Well, we basically, it's like data. We design an experiment, data comes into existence. There is this bright shining moment of about five minutes where we can do something with it. And then we're meant to put it aside, at least with regard to future experiments. Obviously people are gonna reference it in deciding treatments and so forth in the medium, but it, it's interesting, it worries me as a statistician, I feel deep-seated guilt actually putting data aside.

Yeah. Yeah. Uh, and, and, and again, it's hard, uh, but there's, there's huge ramifications to not doing it, uh, in that ways. And I think there are ways of doing it very well. You can be prospective in your new experiment. The analysis plan is completely written down, written down. It's explicit. When you present the results you, you show the results. Just in the experiment, you show what happens using the modeling of external data.

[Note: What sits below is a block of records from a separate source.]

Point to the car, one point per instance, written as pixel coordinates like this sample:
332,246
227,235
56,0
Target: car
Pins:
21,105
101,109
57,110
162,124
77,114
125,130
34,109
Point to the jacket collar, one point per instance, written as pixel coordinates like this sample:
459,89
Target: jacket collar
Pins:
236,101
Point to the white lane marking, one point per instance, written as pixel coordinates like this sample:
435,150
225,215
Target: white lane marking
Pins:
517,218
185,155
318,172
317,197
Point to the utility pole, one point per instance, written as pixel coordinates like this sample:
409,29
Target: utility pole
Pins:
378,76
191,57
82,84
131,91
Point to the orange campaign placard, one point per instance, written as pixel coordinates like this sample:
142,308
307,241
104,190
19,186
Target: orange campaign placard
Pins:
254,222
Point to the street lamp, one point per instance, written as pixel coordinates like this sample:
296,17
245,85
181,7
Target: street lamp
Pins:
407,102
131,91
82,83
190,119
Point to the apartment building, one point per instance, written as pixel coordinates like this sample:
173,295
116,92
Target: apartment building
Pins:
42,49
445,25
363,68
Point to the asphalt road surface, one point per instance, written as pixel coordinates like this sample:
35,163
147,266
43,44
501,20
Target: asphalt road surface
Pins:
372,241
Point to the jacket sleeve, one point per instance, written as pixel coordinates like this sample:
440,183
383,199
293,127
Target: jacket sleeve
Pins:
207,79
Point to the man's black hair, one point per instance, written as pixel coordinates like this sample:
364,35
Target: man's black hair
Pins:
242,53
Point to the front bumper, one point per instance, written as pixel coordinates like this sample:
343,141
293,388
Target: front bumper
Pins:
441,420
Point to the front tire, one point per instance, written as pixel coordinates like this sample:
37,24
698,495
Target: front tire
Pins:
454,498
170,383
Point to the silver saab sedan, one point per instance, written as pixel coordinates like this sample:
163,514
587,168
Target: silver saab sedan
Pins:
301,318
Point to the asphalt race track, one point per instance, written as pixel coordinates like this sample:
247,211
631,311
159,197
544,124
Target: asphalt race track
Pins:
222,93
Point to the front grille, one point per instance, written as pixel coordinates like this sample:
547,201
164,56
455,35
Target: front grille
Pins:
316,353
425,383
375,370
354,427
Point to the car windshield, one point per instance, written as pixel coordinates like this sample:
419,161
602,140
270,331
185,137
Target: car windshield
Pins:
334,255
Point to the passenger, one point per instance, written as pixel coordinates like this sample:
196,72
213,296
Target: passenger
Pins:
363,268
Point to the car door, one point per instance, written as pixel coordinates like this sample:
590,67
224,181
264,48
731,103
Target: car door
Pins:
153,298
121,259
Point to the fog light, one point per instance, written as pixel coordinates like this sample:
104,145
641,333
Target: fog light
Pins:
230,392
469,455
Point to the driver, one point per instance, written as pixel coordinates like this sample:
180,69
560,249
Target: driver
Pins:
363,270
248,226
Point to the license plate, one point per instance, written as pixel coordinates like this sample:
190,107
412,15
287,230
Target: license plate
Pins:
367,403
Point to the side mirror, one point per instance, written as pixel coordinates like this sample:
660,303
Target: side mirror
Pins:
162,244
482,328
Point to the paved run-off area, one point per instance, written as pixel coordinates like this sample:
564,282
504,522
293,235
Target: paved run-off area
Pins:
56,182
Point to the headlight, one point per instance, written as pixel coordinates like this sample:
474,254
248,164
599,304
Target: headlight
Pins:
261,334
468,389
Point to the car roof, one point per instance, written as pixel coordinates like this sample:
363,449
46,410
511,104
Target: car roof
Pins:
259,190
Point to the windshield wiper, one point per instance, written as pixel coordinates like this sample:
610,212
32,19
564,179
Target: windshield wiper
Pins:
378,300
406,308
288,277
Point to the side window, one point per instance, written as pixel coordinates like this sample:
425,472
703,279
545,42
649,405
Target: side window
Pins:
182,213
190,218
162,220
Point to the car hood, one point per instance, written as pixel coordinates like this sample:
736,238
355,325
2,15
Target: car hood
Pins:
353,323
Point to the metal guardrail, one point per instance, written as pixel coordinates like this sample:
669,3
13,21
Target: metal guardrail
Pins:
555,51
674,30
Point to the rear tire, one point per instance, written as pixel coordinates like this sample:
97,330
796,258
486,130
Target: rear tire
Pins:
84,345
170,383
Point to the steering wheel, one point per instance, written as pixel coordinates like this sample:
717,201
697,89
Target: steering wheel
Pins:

I think we can do this really well.

Well, it also, it, it has tremendous implications towards design because if you can't borrow, suddenly sponsors have an incredible incentive to claim that their patient population is homogeneous so that they can pull everything together and maximize their power.

Yeah.

you say, you know, as soon as you say there's two different groups of people, you have to run twice as many patients, no one's gonna wanna explore those kind of questions.

yeah, so it's the same bizarre thing that happens, that we run trials that are single arm trials where we use a historical control a hundred percent, or we don't use it at all. And you're describing exactly what happens in trials. We run a trial and you do a common estimate across the entire population, a single estimate, which is this, which is full pooling, it's exact same mathematically of pooling populations altogether to get a single answer.

So let me ask you about one other thing, which I think is a real oddball in this conversation. Um, there is a situation where we routinely combine data across different studies, and it's often viewed as the pinnacle of evidence for clinical trials, which is a

I, uh, I have no idea. I have no, oh, meta-analysis. Okay. Yep.

where do you think meta-analysis fits in, in terms of the, the assumptions and how it fits into this debate?

Yeah, I, I, I think meta-analyses are incredibly valuable. Um, the modeling makes a ton of sense and incredibly important. Um, I, I think people overweight single trials and the, the totality of evidence. Now, not every meta-analysis is every meta-analysis. Uh, there's, and, and, and I think people, I sort of think meta-analyses are bad because there are some that are clearly biased. There's publication bias, there's, there's availability of data bias.

is two is two 0.49s as good as a 0.051 and a 0.001 on the P-values. Clearly you'd want the latter.

Yeah. Yeah. And, and, and so I think of a meta-analysis the same way I, I, I would do a meta-analysis of my two phase three trials for what, what does it tell me to the answer? So it, you know, those techniques, they tend to be Bayesian. But, uh, largely the availability of data. And there are some where we know there's missing data, we know there's issues with it, and we would not take those at. Uh, you know, at, at a high scientific degree to that.

We would certainly say that on any kind of borrowing, bringing together data that doesn't belong is bad. You can borrow in a way that does generate horrible biases and will generate bad conclusions. Uh, but we also are talking about what can be done well with experience. Um, we're running outta time. Why don't you close us out?

Uh, so, uh, I, I think this by the way, is the future. I think as we learn more and more about diseases, we get more and more subsets of them. Um, we are getting more and more quality data available from other clinical trials. The sharing of data from clinical trials, the sharing of other types of resources, we're gonna have explosion with medical data. The idea that we don't use that in our new experiments, if we don't use that in valuable ways, we're running worse experiments.